Assignments completed for the Data Analytics Advanced Methods course Spring/Summer 2023

Course Description:

This course builds on the previous Basic Methods course and covers more advanced concepts including classification and clustering algorithms, decision trees, linear and logistic regression, time series analysis, and text analytics. The course will provide applied knowledge on how to analyze large scale network data produced through social media. In this context topics include network community detection, techniques for link analysis, information propagation on the web and information analysis of social media.

Learn how to:

  • Manage advanced data cleansing to prepare the data for analysis.
  • Perform statistical comparisons by hypothesis testing.
  • Explore how to practically analyze large scale network data with the use of models for network structure and evolution.
  • Optimize the structures and dynamics of self-organizing networks such as the Web.
  • Differentiate between parametric and non-parametric statistical testing.
  • Recognize feature selection techniques for use in modeling.
  • Contextualize and leverage small world phenomena.
  • Know how to build statistical learning models for clustering, classification, and regression to represent domains under study using R and Python.
  • Identify available problem-solving approaches and methods.
  • Develop an overall understanding of experimental design in data science projects.
  • Recognize the dimensionality reduction techniques for big datasets.

Assignment 1

At the outset of the exercise, I read a CSV file from the provided URL, storing the data in a dataframe called Forest and checking the first six lines. Then, I determined the number of observations in the dataset and created subsets for burned areas and rain greater than zero. However, when attempting to compute the number of observations with both conditions true, I encountered an issue with the intersect function, resulting in a NULL output. Moving forward, I selected the month, day, and area columns for observations with burned area greater than zero and identified the top five largest fires. I reordered the factor levels of the month column, added a column indicating whether a fire occurred in each observation, and calculated the mean area, wind, temperature, and relative humidity per month. Lastly, I visualized the number of observations in each month and the number of observations with burned area greater than zero in each month, creating bar plots with ggplot2.

Assignment 2

In this assignment, I began by importing necessary libraries and reading the CSV file from the provided URL using pandas. After saving the data into a dataframe called Forest, I checked the first five records. Then, I calculated the total number of observations and identified observations with significant fires and rain.

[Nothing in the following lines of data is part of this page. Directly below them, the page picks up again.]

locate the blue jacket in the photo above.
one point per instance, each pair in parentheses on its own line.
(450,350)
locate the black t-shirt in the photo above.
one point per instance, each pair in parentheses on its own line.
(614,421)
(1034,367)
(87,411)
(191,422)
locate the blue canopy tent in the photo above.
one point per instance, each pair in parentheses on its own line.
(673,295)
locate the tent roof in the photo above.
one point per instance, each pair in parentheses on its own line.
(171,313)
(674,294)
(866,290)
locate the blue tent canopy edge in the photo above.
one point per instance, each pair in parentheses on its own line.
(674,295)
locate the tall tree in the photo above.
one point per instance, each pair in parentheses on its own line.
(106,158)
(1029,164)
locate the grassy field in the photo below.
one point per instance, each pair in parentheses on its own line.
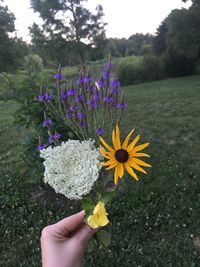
(155,222)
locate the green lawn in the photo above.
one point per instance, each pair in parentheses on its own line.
(155,222)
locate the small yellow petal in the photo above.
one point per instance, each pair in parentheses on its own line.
(141,163)
(93,221)
(130,171)
(120,169)
(139,155)
(99,217)
(109,162)
(140,147)
(125,143)
(116,176)
(133,143)
(106,145)
(117,138)
(132,163)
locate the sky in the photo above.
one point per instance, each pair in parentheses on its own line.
(124,18)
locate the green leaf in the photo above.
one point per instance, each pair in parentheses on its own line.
(104,238)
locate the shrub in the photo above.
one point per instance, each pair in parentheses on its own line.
(179,64)
(130,73)
(153,68)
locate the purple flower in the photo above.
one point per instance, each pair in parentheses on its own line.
(58,76)
(47,122)
(92,104)
(41,147)
(114,83)
(73,108)
(100,84)
(41,98)
(80,115)
(95,98)
(79,98)
(63,95)
(113,91)
(83,124)
(106,74)
(99,131)
(71,92)
(69,115)
(80,81)
(108,65)
(87,79)
(121,105)
(107,99)
(48,97)
(54,137)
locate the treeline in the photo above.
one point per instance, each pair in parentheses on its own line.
(71,35)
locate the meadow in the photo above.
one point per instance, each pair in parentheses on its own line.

Subsequently, I displayed the columns month, day, and area for all observations with a significant fire. Additionally, I determined the five largest fires based on the area. For these records, I extracted corresponding values of month, temp, RH, wind, rain, and area. Next, I reordered the factor levels of the month column from Jan to Dec. Following this, I added a new column indicating whether a fire occurred for each observation based on the area values. Moreover, I calculated the mean area, wind, temperature, and relative humidity per month. Finally, I visualized the number of observations in each month and the number of observations with burned area greater than zero in each month using bar plots with seaborn and matplotlib.

Assignment 3

In this assignment, I began by importing the necessary libraries and reading the red and white wine datasets from their respective URLs. After adding a new column to each dataset to distinguish between red and white wines, I concatenated them vertically to create a combined dataset called wine_data_all. Subsequently, I addressed various questions regarding data exploration and preprocessing. I checked the data types of the attributes, looked for missing values (which were not found), calculated the correlation between attributes, and plotted the frequency distribution of wine quality. Next, I reduced the levels of wine quality ratings to two categories: "Pass" and "Fail". Then, I normalized the numeric attributes using the provided formula. Afterward, I split the dataset into training and test sets and applied logistic regression and K-nearest neighbors (KNN) algorithms to predict wine quality. For both algorithms, I evaluated their performances using accuracy, precision, and recall metrics. Finally, I displayed two confusion matrices to further evaluate the performances of logistic regression and KNN. Each step was followed by a concise explanation of the results obtained, providing a clear understanding of the models' performances and the evaluation metrics used.